The Dark Knight is the best entry into the franchise since Tim Burton's striking original, and it all but purges the disgusting taste of Joel Schumacher's putrid offerings (Batman Returns  and Batman and Robin ). Christopher Nolan has not only managed to make one of the decade's best superhero films, but has also created a compelling thriller that should appeal to people who are put off by Marvel and DC. Succeeding in ways that Iron Man (2008), The Incredible Hulk (2008) and Hancock (2008) could only dream of, The Dark Knight combines the wonder and escapism of the comic world with real life protagonists that act like actual people.
Screen time is split quite evenly between the various characters and story threads to create an expansive picture of Gotham, as well as a complex and gripping plot. The impressive cast is helped immensely by a sharp script that rarely descends into cheese, with a focus on characters rather than spectacle. By striking such a balance, Nolan has managed to make a far more cohesive film that doesn't have people yawning through dialogue and embarrassing 'character development' while they wait for the next giant robot or CGI fight sequence.
Not to say that The Dark Knight lacks action – there are countless fights, explosions and a spectacular chase through the inner city with trucks, vans and Batman's newly renovated Batcycle. Despite this, the stunts don't often go over the top and Nolan keeps things personal by focusing on the crack of a breaking bone, or the expression on a henchman's face as Batman hurls him through a window.

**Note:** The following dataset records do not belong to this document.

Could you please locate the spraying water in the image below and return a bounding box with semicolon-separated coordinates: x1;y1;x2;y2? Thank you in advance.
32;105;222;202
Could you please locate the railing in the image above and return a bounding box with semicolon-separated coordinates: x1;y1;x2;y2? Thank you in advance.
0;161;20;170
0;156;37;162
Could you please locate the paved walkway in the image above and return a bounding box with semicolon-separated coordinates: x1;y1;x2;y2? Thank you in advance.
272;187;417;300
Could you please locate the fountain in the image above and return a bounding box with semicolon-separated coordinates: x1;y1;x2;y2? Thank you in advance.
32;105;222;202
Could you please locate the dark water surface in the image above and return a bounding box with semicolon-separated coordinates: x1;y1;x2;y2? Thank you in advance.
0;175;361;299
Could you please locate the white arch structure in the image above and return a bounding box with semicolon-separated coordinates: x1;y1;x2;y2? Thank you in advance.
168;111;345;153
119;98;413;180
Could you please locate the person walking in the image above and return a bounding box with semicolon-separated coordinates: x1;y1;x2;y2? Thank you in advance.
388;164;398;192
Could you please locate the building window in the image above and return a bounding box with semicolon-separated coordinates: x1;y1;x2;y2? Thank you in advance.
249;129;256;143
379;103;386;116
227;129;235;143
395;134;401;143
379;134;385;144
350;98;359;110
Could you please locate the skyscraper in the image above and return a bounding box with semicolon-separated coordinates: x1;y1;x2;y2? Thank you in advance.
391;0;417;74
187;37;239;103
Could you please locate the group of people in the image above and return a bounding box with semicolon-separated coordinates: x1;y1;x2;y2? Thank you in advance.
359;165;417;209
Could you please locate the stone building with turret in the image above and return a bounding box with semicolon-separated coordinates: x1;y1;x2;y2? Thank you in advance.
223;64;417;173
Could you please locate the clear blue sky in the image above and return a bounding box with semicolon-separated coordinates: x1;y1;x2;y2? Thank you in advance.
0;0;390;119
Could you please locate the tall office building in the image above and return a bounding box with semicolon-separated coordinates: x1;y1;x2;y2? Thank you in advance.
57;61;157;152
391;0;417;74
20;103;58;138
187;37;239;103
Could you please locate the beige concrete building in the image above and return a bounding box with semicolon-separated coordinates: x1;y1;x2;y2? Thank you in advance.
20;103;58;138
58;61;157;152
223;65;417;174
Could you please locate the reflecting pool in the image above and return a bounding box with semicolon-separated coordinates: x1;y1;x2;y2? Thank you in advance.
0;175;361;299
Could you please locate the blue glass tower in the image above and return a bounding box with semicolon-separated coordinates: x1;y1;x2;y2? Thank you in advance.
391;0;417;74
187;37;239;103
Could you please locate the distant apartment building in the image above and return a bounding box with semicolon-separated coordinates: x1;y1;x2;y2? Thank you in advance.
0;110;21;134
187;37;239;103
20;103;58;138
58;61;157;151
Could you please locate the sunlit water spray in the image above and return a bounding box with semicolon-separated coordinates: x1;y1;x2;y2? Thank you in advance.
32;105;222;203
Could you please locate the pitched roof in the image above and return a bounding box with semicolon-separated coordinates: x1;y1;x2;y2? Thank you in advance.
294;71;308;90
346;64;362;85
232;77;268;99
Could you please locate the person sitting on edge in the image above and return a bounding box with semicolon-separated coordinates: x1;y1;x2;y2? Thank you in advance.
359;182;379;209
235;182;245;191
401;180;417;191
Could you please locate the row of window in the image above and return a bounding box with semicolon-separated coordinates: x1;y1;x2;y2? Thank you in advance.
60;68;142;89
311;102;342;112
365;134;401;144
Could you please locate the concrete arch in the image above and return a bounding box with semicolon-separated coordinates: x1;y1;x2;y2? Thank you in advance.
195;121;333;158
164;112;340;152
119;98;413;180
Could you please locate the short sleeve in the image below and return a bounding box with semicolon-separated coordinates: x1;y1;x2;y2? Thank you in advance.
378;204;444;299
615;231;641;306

Given the circumstances, all eyes will be on the Joker and Heath Ledger more than lives up to expectations. He is far more brutal than Jack Nicholson's Joker or any Batman villain in recent memory – a filthy, twitchy clown with a grudge against the world. From his weird gate to his facial tics, he is the embodiment of everything foul about clowns, villains and terrorists.
The Dark Knight is making waves, and rightly so. It's the best superhero movie in a very long time and stands up as a good film regardless of genre. It has everything you could possibly want from a blockbuster and it all works together as part of a nail-biting plot. But then what do you expect from someone like Christopher Nolan, who gave us a masterpiece like The Prestige (2006)?
Do yourself a favour and go watch this on the big screen.